Data Process Engine: January 2015

1/29/2015

esProc External Memory Computing: Concept of Cursor

The concept of cursor is very important for the database. With the cursor, data can be manipulated more flexibly and returned from the data table by rows. esProc supports many types of cursor, like database cursor, file cursor and in-memory record sequence cursor, to satisfy various needs in data fetching and processing. In this article, we’ll introduce what the cursor used in esProc is and its three types.

1. What is cursor

Using the cursor in the database enables returning the result in batches, instead of trying to retrieve all of it into the memory at a time. The cursor is like a pointer, it fetches one row of data each time from the result set by moving its own position. This mechanism of retrieving data by rows is usually used to process big data table, which cannot be entirely loaded into the limited memory.

Compared with directly returning all result, the database cursor is flexible enough to avoid the memory overflow but its speed of processing is not very fast.

There are some differences, however, between esProc cursor and database cursor:

1) esProc cursor is only used to get data without modifying the result set.
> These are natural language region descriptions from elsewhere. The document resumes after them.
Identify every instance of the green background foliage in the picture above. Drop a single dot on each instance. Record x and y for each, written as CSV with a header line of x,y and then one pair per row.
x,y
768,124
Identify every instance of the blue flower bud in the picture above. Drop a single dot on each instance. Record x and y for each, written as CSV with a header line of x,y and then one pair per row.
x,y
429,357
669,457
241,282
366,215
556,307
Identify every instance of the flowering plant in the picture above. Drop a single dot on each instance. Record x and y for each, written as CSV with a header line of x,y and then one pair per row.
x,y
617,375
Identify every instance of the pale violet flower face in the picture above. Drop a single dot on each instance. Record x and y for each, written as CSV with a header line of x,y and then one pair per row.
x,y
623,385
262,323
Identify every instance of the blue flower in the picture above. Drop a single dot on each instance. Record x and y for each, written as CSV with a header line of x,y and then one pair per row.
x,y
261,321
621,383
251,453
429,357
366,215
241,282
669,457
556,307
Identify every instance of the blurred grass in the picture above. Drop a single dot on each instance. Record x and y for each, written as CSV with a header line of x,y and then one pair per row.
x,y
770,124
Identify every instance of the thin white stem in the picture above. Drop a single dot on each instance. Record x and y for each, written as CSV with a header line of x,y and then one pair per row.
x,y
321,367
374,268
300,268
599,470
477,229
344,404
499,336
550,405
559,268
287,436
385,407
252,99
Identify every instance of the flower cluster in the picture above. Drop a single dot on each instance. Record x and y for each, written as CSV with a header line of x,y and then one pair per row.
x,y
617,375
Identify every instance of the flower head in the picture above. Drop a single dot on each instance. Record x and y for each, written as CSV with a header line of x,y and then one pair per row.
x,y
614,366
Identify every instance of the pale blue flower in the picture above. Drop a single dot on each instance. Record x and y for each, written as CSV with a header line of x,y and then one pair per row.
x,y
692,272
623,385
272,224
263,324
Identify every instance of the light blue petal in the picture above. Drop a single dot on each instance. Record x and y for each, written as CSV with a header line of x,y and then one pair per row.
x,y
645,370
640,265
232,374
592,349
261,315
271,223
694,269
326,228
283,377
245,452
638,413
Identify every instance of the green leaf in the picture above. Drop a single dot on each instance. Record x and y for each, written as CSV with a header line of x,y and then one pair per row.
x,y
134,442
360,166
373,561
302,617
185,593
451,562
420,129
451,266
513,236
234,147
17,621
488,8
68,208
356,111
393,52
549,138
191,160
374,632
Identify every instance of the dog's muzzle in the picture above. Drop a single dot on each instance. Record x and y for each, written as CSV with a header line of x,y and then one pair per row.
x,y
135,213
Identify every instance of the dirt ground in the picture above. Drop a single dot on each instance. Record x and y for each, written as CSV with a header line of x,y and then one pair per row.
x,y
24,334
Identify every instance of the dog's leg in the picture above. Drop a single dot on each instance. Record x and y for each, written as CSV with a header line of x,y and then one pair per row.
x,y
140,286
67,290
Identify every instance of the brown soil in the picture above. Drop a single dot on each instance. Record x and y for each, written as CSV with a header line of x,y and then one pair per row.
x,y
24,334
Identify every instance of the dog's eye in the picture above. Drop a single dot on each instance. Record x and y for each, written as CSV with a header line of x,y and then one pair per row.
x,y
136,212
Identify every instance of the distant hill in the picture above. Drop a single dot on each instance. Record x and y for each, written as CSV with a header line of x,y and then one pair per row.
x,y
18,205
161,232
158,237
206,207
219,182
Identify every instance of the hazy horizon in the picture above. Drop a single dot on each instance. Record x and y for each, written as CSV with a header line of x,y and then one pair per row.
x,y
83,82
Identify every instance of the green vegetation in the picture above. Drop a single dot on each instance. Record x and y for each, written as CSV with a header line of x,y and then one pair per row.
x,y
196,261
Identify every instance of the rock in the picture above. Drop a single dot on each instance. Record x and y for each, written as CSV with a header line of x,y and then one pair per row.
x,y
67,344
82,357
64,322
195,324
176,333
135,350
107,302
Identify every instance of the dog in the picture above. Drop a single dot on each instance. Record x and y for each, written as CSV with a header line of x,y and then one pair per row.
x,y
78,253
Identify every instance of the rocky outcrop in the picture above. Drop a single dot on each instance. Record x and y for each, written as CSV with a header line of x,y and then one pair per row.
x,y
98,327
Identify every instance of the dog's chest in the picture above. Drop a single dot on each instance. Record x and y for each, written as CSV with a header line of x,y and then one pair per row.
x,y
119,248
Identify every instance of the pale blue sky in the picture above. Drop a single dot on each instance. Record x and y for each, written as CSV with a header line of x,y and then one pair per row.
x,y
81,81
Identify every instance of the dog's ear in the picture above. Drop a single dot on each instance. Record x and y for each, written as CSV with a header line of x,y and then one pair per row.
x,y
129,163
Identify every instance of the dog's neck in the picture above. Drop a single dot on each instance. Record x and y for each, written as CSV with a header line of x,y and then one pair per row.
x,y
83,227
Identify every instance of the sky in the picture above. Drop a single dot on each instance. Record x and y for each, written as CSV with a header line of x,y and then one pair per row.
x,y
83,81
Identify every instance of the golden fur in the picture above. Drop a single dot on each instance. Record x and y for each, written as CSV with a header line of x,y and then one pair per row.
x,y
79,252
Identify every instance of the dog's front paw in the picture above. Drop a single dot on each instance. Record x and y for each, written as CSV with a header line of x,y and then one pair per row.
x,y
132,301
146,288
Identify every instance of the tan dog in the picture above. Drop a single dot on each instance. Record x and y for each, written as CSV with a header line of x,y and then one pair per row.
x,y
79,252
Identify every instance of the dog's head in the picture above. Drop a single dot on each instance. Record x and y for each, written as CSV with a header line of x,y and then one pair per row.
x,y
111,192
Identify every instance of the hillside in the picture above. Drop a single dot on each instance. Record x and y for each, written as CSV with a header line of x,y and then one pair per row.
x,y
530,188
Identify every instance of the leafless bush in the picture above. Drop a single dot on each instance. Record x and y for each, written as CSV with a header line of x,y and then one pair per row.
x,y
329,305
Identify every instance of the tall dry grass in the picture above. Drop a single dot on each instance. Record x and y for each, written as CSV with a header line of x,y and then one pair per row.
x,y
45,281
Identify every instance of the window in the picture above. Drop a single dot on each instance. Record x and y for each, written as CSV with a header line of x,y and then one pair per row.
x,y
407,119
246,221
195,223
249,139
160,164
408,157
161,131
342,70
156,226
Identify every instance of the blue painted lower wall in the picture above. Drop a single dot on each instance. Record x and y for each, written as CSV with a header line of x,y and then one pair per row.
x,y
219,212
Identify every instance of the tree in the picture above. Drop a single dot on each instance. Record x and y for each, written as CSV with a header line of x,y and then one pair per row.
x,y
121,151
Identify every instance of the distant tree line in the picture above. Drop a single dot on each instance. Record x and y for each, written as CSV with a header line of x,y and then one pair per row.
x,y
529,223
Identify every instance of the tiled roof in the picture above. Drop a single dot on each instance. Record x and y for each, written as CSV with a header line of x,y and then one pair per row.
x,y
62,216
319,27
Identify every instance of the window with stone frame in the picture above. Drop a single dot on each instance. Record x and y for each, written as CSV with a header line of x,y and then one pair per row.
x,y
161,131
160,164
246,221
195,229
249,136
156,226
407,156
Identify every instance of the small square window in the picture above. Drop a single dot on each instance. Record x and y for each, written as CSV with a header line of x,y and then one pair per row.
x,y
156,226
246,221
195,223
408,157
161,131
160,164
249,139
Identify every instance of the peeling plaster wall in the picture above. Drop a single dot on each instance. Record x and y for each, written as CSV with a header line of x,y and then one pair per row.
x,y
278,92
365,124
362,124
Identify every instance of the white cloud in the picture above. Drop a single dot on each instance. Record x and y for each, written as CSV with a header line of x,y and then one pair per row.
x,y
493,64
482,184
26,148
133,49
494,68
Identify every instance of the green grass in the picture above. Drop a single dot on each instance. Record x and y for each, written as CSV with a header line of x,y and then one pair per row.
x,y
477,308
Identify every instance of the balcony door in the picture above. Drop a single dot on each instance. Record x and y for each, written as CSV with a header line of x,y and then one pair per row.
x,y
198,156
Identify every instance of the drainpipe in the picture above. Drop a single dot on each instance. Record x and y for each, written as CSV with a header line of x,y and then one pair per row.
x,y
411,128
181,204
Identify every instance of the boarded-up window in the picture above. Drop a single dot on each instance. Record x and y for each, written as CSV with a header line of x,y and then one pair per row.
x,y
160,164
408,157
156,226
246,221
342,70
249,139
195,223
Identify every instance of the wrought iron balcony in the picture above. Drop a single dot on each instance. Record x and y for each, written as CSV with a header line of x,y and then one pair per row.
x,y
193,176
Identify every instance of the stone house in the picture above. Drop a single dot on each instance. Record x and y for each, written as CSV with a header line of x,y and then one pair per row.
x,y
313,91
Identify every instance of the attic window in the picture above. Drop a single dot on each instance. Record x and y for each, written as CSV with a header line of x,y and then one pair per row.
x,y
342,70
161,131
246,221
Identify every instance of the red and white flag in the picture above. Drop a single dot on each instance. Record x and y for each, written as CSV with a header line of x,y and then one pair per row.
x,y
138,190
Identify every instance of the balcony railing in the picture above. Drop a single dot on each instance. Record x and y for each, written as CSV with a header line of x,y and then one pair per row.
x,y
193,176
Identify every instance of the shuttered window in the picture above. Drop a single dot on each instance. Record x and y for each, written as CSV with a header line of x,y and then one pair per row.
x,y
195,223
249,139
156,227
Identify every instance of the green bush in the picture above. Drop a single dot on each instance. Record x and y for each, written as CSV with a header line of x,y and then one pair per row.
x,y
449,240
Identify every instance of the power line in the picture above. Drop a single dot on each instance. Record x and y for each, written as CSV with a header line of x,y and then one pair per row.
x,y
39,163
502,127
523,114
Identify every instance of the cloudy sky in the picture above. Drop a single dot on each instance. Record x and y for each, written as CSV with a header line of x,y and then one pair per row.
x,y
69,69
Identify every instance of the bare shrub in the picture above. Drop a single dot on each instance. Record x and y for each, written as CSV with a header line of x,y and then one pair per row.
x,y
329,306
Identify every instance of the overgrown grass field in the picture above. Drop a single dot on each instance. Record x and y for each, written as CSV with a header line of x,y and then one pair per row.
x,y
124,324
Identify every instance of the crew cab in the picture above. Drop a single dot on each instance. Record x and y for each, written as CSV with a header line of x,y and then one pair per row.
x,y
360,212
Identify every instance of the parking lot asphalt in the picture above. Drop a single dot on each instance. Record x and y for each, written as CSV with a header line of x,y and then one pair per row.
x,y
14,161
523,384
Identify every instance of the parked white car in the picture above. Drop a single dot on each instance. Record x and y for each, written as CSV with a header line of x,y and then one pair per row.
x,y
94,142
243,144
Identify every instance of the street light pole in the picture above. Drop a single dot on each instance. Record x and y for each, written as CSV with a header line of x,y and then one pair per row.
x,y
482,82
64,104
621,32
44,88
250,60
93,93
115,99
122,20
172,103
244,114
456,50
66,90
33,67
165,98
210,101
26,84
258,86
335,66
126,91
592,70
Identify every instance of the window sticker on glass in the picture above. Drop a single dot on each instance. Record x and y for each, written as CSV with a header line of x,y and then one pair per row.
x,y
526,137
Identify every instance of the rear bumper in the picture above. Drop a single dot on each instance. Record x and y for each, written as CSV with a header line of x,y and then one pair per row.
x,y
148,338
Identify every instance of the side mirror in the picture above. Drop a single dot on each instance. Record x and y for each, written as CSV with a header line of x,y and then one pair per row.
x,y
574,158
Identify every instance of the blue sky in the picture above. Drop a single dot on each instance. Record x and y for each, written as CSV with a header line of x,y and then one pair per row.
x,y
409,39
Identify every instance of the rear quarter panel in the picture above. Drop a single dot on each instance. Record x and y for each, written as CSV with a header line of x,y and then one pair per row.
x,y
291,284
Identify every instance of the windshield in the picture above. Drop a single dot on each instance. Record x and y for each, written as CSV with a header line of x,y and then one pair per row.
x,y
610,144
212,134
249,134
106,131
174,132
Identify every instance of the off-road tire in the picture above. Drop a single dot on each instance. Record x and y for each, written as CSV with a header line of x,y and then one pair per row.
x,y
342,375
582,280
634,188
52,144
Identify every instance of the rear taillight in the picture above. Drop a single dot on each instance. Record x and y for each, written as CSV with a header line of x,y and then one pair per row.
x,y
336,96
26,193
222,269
2) Data are traversed only once from front to back during fetching data from the esProc cursor, which is similar to the setting of TYPE_FORWARD_ONLY in JDBC.

3) esProc cursor can be created based on either the database or the data file, or the in-memory record sequence.

Different types of esProc cursors have similar usages and we can mix and match them to suit the requirements.

2. Database cursor

With db.cursor(sql) function, data returned from the database can be converted into the cursor. For example:

A1 creates a database cursor. A2 fetches the first 100 records from it, as shown below:

Data fetched from the cursor with cs.fetch() will be returned as a table sequence.

A3 will follow on to fetch another 100 records in order, for esProc allows only a single traversal of cursor data from front to back:

As can be seen from EID field, A3 fetches the records from the 101th employee. In this example, cs.fetch() is used merely to fetch data from the cursor. For more usages of the esProc cursor, please refer to esProc External Memory Computing: Basic Usages of the Cursor.

If the data in the cursor haven’t been all fetched out when data fetching is over, use cs.close() to close the cursor. It is very important to close the cursor, particularly the database cursor, timely. Because the database cursor gets data from the database, the existence of it means the connection to the database will remain, causing unnecessary memory usage and even the overrun of cursors allowed to be created by the database.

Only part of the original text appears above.